Outra que marcou gerações foi Chão da Praça, de 1979, e Eu também quero beijar, de 1981. Para Milton Moura, Chão da Praça foi o grande hit de Moraes no final da década de 1970. “Dos Carnavais de Moraes, Chão da Praça é o hino de minha geração. Eu acho que Moraes consolidou, também, um espaço lírico para o Carnaval. A composição tem uma coisa lírica que no Carnaval vai ser cantado e evidenciado”, aponta.
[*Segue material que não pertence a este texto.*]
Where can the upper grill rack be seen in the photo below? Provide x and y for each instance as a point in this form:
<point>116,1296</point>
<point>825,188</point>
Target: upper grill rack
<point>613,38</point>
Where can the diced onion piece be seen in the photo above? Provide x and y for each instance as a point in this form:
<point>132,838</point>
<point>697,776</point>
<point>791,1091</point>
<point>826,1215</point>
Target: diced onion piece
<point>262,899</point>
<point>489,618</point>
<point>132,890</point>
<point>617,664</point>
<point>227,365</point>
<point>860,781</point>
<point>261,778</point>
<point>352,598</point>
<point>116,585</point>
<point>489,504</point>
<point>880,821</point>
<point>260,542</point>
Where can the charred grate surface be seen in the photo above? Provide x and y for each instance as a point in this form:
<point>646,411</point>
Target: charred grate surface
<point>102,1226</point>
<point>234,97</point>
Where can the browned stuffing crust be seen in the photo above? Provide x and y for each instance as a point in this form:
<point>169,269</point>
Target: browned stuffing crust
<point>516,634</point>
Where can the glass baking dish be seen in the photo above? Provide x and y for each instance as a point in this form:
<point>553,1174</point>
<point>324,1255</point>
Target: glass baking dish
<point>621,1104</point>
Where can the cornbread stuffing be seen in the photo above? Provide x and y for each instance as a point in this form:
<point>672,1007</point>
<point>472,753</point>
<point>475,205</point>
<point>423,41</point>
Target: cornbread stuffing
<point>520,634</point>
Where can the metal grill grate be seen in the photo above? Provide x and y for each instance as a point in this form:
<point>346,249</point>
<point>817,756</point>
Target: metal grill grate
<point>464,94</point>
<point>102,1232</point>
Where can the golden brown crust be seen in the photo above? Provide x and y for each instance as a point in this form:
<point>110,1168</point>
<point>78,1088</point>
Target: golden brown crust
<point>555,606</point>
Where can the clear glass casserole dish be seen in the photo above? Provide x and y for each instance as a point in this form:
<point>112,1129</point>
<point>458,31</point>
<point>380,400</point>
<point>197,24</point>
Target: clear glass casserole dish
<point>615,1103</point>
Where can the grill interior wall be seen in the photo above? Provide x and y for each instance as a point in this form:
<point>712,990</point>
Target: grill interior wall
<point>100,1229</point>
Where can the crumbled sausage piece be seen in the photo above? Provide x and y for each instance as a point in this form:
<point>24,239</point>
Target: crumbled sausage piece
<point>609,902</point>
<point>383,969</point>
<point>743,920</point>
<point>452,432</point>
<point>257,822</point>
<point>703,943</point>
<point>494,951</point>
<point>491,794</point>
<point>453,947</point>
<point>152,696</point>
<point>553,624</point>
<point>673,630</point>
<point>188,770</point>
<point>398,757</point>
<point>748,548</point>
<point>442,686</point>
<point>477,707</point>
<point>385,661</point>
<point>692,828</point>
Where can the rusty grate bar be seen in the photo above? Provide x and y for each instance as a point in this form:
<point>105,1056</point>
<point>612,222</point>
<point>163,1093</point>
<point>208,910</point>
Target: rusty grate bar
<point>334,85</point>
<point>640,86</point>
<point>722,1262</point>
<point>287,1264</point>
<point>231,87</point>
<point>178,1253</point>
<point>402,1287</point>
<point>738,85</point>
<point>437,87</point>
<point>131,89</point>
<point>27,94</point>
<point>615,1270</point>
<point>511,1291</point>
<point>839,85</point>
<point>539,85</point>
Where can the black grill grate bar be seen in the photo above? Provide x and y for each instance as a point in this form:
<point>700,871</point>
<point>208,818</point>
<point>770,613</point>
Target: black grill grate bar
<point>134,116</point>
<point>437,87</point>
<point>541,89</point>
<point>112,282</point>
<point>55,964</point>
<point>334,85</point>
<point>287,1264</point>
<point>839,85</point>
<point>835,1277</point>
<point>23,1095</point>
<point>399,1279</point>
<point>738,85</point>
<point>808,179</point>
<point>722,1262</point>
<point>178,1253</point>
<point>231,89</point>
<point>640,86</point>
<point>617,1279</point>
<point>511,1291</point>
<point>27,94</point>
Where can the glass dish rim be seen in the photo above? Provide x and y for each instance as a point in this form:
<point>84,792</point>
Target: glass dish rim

Nos anos 1990, Moraes já era um dos grandes nomes da festa e justo naquele ano, houve um reencontro no trio elétrico dos Novos Baianos. O CORREIO chamou o episódio de um verdadeiro ‘enxame, gente’. Foi nesta década que Daniela Mercury encontrou mais vezes com ele e, numa dessas ocasiões, pediu uma música.

“A gente se encontrava todo verão, de alguma forma. Foi na época que eu pedi um frevo a ele, e ele compôs junto com Davi Moraes”, contou Daniela em live do CORREIO na última quarta-feira (10). A música foi Monumento Vivo, faixa de O Canto da Cidade. Em 1990, Moraes e Pepeu Gomes lançaram um disco juntos; teve reencontro dos Novos Baianos num trio elétrico (Foto: Marcelo Amorim/Arquivo CORREIO) A artista contou que encontrou com ele há um ano, pouco antes de Moraes morrer, após uma apresentação no Rio de Janeiro. Um encontro ao acaso, num restaurante já quase de portas fechadas pelo adiantado da hora.“Eu pude dizer a ele quando eu fui embora: ‘Saiba que eu te amo demais, sua música é fundamental para mim, nunca esqueça disso. Saiba que estou te esperando, quem sabe a gente se encontre em cima do trio’”, disse Daniela.O encontro não aconteceu, mas a artista compôs um frevo em homenagem a Moraes, gravado este ano junto com Gal Gosta, que também gravou ‘Festa do Interior’, um de seus maiores sucessos. “Muita saudade... Era um compositor maravilhoso, tem músicas belíssimas, lindas, incluindo Festa do Interior, que pra mim é uma canção simples e linda”, disse Gal, num vídeo sobre a homenagem.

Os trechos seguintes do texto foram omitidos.